O tym, że propaganda używa najnowszych zdobyczy techniki, historia dowiodła już nie raz. Zwykle propaganda służy reżimom, jednak tym razem ma być użyta do krzewienia demokracji. Gdzie? W Korei Północnej. W jaki sposób?
01.05.2011 | aktual.: 11.03.2022 11:45
O tym, że propaganda używa najnowszych zdobyczy techniki, historia dowiodła już nie raz. Zwykle propaganda służy reżimom, jednak tym razem ma być użyta do krzewienia demokracji. Gdzie? W Korei Północnej. W jaki sposób?
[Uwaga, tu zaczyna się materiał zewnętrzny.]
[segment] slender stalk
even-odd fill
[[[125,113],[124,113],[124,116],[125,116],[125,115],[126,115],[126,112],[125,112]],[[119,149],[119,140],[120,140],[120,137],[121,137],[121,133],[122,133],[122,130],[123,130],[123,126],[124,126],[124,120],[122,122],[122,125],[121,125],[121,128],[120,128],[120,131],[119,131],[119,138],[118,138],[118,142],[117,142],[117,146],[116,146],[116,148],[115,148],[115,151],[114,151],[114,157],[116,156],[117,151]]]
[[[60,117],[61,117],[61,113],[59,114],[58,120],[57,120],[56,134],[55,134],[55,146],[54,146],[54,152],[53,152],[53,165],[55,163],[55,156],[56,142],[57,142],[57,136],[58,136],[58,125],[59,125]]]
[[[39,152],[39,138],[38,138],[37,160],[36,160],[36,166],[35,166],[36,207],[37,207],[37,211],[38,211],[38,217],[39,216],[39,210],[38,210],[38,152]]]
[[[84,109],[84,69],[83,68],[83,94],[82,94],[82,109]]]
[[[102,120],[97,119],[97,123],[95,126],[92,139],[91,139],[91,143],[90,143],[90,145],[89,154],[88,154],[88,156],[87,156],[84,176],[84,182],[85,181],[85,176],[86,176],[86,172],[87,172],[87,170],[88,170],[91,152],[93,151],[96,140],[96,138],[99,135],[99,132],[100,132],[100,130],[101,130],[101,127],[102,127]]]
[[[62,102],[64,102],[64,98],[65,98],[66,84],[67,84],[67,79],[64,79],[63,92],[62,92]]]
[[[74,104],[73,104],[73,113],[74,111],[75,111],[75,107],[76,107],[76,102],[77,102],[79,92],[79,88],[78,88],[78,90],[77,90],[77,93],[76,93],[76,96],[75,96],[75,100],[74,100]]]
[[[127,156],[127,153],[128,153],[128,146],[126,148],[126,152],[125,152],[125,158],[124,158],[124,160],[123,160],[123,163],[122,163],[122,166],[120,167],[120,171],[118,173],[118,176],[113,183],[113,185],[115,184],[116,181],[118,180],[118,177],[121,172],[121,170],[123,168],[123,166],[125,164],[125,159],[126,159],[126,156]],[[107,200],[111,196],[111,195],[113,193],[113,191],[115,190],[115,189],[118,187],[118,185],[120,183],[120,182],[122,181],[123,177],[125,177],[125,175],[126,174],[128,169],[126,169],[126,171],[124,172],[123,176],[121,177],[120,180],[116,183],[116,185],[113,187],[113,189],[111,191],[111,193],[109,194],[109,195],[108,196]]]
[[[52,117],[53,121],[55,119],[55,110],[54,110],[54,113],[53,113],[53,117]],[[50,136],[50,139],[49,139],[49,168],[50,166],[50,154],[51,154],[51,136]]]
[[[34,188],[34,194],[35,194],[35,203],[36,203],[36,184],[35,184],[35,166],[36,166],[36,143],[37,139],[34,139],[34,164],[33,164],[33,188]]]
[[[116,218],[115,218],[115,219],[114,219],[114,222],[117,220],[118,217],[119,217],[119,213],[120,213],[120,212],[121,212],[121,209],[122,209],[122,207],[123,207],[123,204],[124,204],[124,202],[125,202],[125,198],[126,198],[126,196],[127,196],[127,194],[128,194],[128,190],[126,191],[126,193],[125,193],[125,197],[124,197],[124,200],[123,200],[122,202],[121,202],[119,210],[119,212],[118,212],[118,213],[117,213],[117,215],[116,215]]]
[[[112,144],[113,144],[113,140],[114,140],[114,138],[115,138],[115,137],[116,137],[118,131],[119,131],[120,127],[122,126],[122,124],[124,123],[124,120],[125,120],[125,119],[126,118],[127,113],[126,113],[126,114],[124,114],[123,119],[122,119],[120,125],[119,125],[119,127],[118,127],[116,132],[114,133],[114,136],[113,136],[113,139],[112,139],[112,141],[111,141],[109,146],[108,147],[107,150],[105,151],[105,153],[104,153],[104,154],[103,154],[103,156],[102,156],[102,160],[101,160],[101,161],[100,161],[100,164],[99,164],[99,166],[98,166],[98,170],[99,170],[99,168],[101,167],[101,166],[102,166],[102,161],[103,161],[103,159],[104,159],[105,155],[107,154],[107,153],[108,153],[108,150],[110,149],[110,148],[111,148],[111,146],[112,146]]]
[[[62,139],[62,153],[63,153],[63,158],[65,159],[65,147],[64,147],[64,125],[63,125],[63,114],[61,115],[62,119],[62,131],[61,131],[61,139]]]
W miniony piątek południowokoreańscy aktywiści wypuścili 10 wielkich balonów na stronę, gdzie komunizm wiecznie żywy. Do balonów doczepione są płyty DVD oraz pendrive'y. Znajdują się na nich informacje o tym, co dzieje się na świecie - ze szczególnym podkreśleniem rebelii w krajach arabskich - a także materiały propagandowe dotyczące demokracji i wolności. Aby balony wzbudzały większe zainteresowanie, do każdego doczepiono banknot dolarowy - choć trudno powiedzieć, czy po stronie północnej będzie ktoś o tym wiedział. I co właściwie miałby z takim balonikiem zrobić?
Oprócz DVD i pamięci przenośnych baloniki dźwigają także ulotki i małe radyjka, które umożliwią mieszkańcom kraju Kim Dzong Ila słuchanie stacji z południa półwyspu. Jest tylko jedno "ale" - komputery oraz odtwarzacza DVD są w Korei Pn. zakazane, więc mało kto je ma. Jednak krążą słuchy, że jest tam "podziemie komputerowe" i ludzie żyjący w reżimie wiedzą, co to Windows i płyta DVD. No cóż, akcja ta jest może wołaniem na puszczy, ale kto wie - może choć jeden Koreańczyk z północy przeczyta ulotkę i stwierdzi, że w jego kraju coś jest nie tak?